I ran my hands over the top of the chair, taking in its coarse texture with my fingertips. Verity would never sit there again. Already, she was turning into a memory, a way to cope with my loneliness. I felt tears threatening all over again, and I covered my mouth in shame. I had to get it together. With both women gone, things would have to return back to usual. Me, myself, and I would just have to find a way to deal with the remainder of my sentence. Maybe I could even try to patch things up with Flynn. What choice did either of us have? We didn’t need to be friends, just civil acquaintances again.
Sniffing loudly, I started to turn away from the chair when a flash of color caught my eyes, a color that didn’t belong in my dank, dismal prison. My breath hitched as my eyes adjusted to the little bit of light as the color registered in my mind. Pink. A flash of pink. I wiped my nose with the back of my hand, and like a moth to a flame, was drawn to the color. It was on my bed, which was odd, but I didn’t want to question it. If it was a mirage, I was more than willing to accept it.
My steps were light as I approached, but even my most pessimistic thoughts couldn’t override what was right in front of me, a mound of soft pink hair on my bed, the rest of it, hidden by…
“Verity’s blanket,” I whispered.
The object on my bed shifted, but it didn’t move. Oh, God. It was her. It had to be. I knelt down, letting my knees hit the hardwood, not caring about the pain in my knees or back. I looked over my shoulder. The clean place, the blanket…realization struck me all at once.
“You came back,” I said in a hushed voice.

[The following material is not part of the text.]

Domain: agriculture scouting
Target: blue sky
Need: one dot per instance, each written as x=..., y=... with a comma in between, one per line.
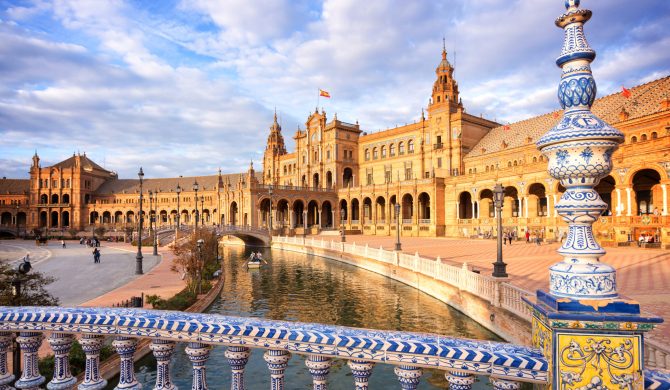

She stirred again but didn’t move.
Almost unable to admit to myself that she was real, my hand started to act on instinct before my brain even realized what I was doing. It was shaking, but I tried to keep it steady as I pinched the end of the thin blanket with my finger and thumb and slowly pulled it away. My eyes danced over each piece of her as it was revealed to me. The hair. The slope of her frail shoulders. Her pale, exposed back. She shuddered, and quickly I put the blanket back over her and tucked it gently. She was there. She had come back. Why? What did she owe me? Was it because she didn’t have any other options? I leaned forward as she stirred in her sleep.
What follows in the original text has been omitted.